106 So. 171 | Ala. | 1925

Appellee's effort in plea 2 was to allege fraud in the procurement of the agreement which formed a part of the contract in consideration of which he executed the promissory notes in suit — fraud in that appellant's agent misrepresented the contents of the paper writing witnessing the agreement. The plea contains the elements of a good defense. Brenard Mfg. Co. v. Cannon, 209 Ala. 626, 96 So. 760. The plea had faults, it will not be denied. It was prolix to a degree; it undertook to state the evidence; it was not as clear in any respect as it might have been; but not by demurrer or otherwise were its defects pointed out or distinctly stated as the statute requires. Code 1923, § 9479.

Nor was there error in sustaining appellee's demurrers to the several replications filed by appellant. In the presence of the charge of fraud contained in plea 2, it was obviously futile to allege that appellant, the payee named in the notes in suit and a party to the alleged fraud in their procurement, was *676 a bona fide holder without notice. True, the transaction in question was negotiated between appellee and an agent of appellant; but appellant, seeking to enforce the contract, is bound by what its agent did in its procurement. Nor is it of any consequence that the alleged agreement contained a stipulation that it could not be countermanded. Fraud vitiates everything, that stipulation, as well as the rest of the alleged contract.

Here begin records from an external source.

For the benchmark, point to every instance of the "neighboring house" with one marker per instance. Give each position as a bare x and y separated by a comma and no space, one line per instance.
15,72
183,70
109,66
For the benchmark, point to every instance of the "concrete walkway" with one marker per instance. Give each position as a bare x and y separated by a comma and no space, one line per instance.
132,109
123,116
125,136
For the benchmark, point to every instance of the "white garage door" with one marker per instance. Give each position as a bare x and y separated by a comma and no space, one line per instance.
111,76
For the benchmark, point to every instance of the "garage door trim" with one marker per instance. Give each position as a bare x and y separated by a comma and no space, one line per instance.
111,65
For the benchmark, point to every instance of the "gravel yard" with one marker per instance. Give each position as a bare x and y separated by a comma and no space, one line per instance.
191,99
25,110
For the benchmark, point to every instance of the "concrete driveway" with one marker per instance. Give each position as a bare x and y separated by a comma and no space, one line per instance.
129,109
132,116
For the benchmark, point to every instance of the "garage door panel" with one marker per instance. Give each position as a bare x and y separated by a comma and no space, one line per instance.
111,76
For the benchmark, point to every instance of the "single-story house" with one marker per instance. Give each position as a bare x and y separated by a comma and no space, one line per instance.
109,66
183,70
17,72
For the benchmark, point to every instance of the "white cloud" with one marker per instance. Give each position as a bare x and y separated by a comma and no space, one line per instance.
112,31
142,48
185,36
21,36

There was no error in the ruling by which the court admitted the evidence in support of the plea. The fact that the agreement was in writing did not preclude the admission of parol evidence of the fraud or misrepresentation alleged in the plea. Brenard Mfg. Co. v. Jacobs, 202 Ala. 7, 79 So. 305.

The evidence was in conflict as to the misrepresentation alleged and appellant's requested affirmative charge was properly refused. It may be hard to believe that appellee was deceived as he alleges, but that was primarily a question for jury decision, nor has that decision been brought here for review by a motion on the ground that it was against the great weight of the evidence.

We have no recourse but to order an affirmance.

Affirmed.

ANDERSON, C. J., and GARDNER and MILLER, JJ., concur.